ÖRNEK 8: Kiracı/borçlu tarafından 7 gün içerisinde takibe itiraz edilmemiş ancak 20. Gün ödeme yapılmıştır. Tahliye davası açılabilir mi?

30 gün içerisinde ödeme yapılmış olması sebebiyle tahliye davası açılamayacaktır.

Alacaklı kiraya veren, ödeme emrine itiraz edilememesi ve ödeme yapılamaması halinde söz konusu ihtar süresi olan 30 günlük sürenin bitiminden itibaren 6 ay içerisinde İcra Mahkemesi’nden tahliyeyi talep etmelidir. Kira bedelinin ödenmemesi nedeniyle açılan tahliye davasında kira akdinin yazılı olması bir koşul olarak aranmayacaktır. Kiraya verenin elinde yazılı bir kira sözleşmesi olması dahi tahliye davasını açabilecek ve cebri icra işlemlerine devam edebilecektir. Tahliye davası sonucunda kiralananın tahliyesine hükmedilse de alacaklı tarafından hemen tahliye işlemleri gerçekleştirilmez. Tahliye kararı üzerine borçlu kiracı üç aylık kira bedeli karşılığında icranın geri bırakılması yoluna başvurabilecektir (İİK 269 c/3 hükmü ve ayrıca İİK 36. madde).

8.2-Kira Süresinin Sona Ermesi Nedeniyle Tahliye

Kira süresinin sona ermesi nedeniyle tahliye yoluna başvuru yapmak için kira bedelinin ödenmemesinden farklı olarak alacaklı kiraya verenin elinde yazılı bir kira veya tahliye taahhüdünün bulunması gerekmektedir.
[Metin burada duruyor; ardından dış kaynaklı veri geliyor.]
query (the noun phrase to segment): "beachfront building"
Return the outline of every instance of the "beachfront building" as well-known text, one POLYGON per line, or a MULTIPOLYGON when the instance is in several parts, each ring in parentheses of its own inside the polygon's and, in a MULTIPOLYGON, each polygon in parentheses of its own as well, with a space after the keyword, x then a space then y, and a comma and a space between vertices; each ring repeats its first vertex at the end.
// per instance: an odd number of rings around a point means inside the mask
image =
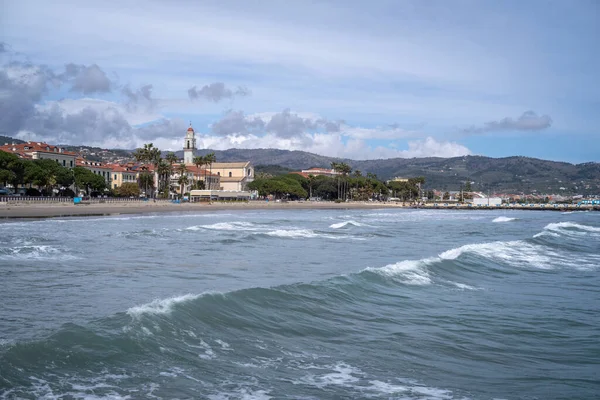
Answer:
POLYGON ((104 178, 104 181, 106 182, 106 187, 111 187, 112 168, 109 165, 106 165, 99 161, 86 160, 85 158, 81 158, 81 157, 77 158, 76 165, 78 167, 83 167, 85 169, 88 169, 96 175, 100 175, 101 177, 104 178))
MULTIPOLYGON (((183 139, 183 163, 188 170, 188 181, 190 182, 188 188, 191 187, 192 182, 194 181, 204 181, 205 176, 205 188, 213 190, 244 191, 248 183, 254 180, 254 167, 250 161, 228 163, 215 162, 204 168, 198 168, 194 165, 195 150, 196 132, 190 124, 183 139), (208 171, 206 171, 207 167, 208 171)), ((174 182, 177 182, 178 180, 179 173, 174 171, 171 176, 171 183, 174 185, 174 182)), ((180 189, 177 190, 179 191, 180 189)), ((186 192, 187 191, 184 190, 184 193, 186 192)))
POLYGON ((0 146, 0 150, 7 153, 16 154, 20 158, 31 160, 50 159, 56 161, 59 165, 67 168, 73 168, 77 159, 77 154, 72 151, 66 151, 62 147, 53 146, 44 142, 27 143, 5 143, 0 146))
POLYGON ((206 168, 199 168, 195 165, 186 165, 185 171, 181 171, 175 166, 173 173, 169 179, 171 192, 182 194, 181 189, 183 186, 183 194, 189 193, 189 191, 197 186, 198 182, 204 182, 204 187, 219 187, 220 177, 215 173, 211 173, 206 168), (180 184, 179 178, 185 175, 187 177, 187 183, 180 184))
POLYGON ((111 188, 117 189, 124 183, 137 183, 137 171, 128 165, 113 164, 111 169, 111 188))
POLYGON ((244 191, 247 185, 254 180, 254 167, 250 161, 213 163, 213 173, 220 177, 221 190, 244 191))

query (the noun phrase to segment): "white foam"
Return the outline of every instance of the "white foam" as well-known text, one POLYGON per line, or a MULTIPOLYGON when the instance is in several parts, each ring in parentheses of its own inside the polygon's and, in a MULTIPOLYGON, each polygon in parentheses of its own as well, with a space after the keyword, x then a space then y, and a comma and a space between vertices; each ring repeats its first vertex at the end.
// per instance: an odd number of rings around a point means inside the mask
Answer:
POLYGON ((310 229, 277 229, 270 232, 265 232, 266 235, 276 236, 276 237, 285 237, 285 238, 314 238, 318 235, 310 229))
POLYGON ((456 286, 457 288, 459 288, 461 290, 479 290, 479 288, 467 285, 465 283, 453 282, 453 281, 448 281, 448 283, 451 283, 452 285, 456 286))
POLYGON ((372 268, 365 270, 379 275, 399 279, 402 283, 409 285, 430 285, 431 277, 427 270, 427 265, 435 262, 436 259, 427 258, 423 260, 404 260, 385 267, 372 268))
POLYGON ((592 233, 596 236, 597 233, 600 232, 599 227, 589 226, 589 225, 581 225, 576 222, 555 222, 548 224, 544 227, 545 231, 557 232, 566 235, 586 235, 586 232, 592 233))
POLYGON ((335 365, 327 365, 318 368, 327 368, 328 370, 333 370, 333 372, 323 375, 310 374, 302 378, 298 383, 308 383, 318 388, 324 388, 326 386, 352 387, 352 384, 359 380, 355 375, 362 374, 359 369, 345 363, 337 363, 335 365))
POLYGON ((442 260, 455 260, 464 254, 473 254, 487 260, 496 260, 516 268, 555 269, 569 267, 578 270, 596 269, 594 256, 574 255, 547 246, 522 240, 468 244, 450 249, 439 255, 442 260))
POLYGON ((516 221, 517 218, 510 218, 510 217, 498 217, 498 218, 494 218, 492 220, 492 222, 510 222, 510 221, 516 221))
POLYGON ((413 398, 413 396, 418 396, 418 398, 423 398, 429 400, 446 400, 451 399, 452 392, 449 390, 443 390, 438 388, 432 388, 427 386, 420 385, 394 385, 387 382, 381 381, 369 381, 371 386, 365 387, 364 389, 367 391, 373 391, 380 394, 393 395, 393 394, 402 394, 402 398, 413 398), (409 397, 404 397, 409 396, 409 397))
POLYGON ((233 221, 233 222, 217 222, 210 225, 196 225, 186 228, 188 230, 209 229, 216 231, 256 231, 259 228, 251 222, 233 221))
POLYGON ((74 260, 79 257, 47 245, 0 248, 0 259, 12 260, 74 260))
POLYGON ((337 224, 331 224, 329 227, 332 229, 339 229, 339 228, 343 228, 348 225, 363 226, 363 224, 361 224, 360 222, 350 220, 350 221, 339 222, 337 224))
POLYGON ((229 343, 222 341, 221 339, 217 339, 215 340, 215 342, 217 342, 220 346, 221 349, 223 350, 227 350, 227 351, 231 351, 231 346, 229 345, 229 343))
POLYGON ((169 297, 167 299, 156 299, 150 303, 127 309, 127 314, 134 318, 141 317, 143 314, 169 314, 175 304, 195 300, 200 296, 202 296, 202 294, 188 293, 183 296, 169 297))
Sözlü bir anlaşma ile kiraya verilen taşınmazın bu şekilde tahliyesi sağlanamayacaktır. Özellikle konut ve çatılı işyeri olarak kiralanan yerlerin tahliyesi için sürenin sona ermesi ve sadece kira sözleşmesinin yazılı olması da yeterli değildir. Kiracı, kira sözleşmesinin yapılmasından sonraki bir tarihte ve geçerli bir şekilde tahliye taahhüdü vermiş olmalıdır. Bu taşınmazlar için yazılı bir kira sözleşmesi olmasa dahi tahliye taahhüdünün varlığı yeterli olacaktır. Kira sözleşmesinin süresinin bitmesi sebebiyle tahliyede icra dairesi artık ödeme emri değil, tahliye emri gönderecektir. Takibin kesinleşmesi ardından artık sadece tahliye söz konusu olacaktır. Kiraya veren, kira sözleşmesinin süresinin sona erdiği tarihten itibaren kira sözleşmesinin yenilenmesini istemiyorsa sürenin sona ermesinden itibaren bir ay içinde kiracının tahliyesi için icra takibi başlatılmalıdır (İİK 272/1; TBK 352. m.). Bu sürenin niteliği hak düşürücü olduğundan İcra Mahkemesi bu hususu kendiliğinden dikkate almak zorundadır. Tahliye talebi ile birlikte yazılı kira sözleşmesi ve tahliye taahhüdü de icra müdürlüğüne sunulmalıdır. Yine burada da borçlu olan kiracı tahliye emrinin kendisine ulaştığı andan itibaren yedi gün içerisinde icra takibine itiraz edebilir. Kiracı taraf açık bir şekilde imzayı inkâr ederse icra mahkemesi bu konuda imza incelemesi yapamayacaktır. Kiraya verenin kiracıya karşı genel mahkeme olan Sulh Hukuk Mahkemesi’nde tahliye davası açması gerekir. Açıklananlar doğrultusunda kiracı taraf yasal süresi içerisinde tahliye emrine itiraz etmezse veyahut itiraz edip de itirazı alacaklı tarafından kaldırılırsa icra dairesi tarafından kiracı taşınmazdan zorla çıkarılır ve kiralanan kiraya verene teslim edilir.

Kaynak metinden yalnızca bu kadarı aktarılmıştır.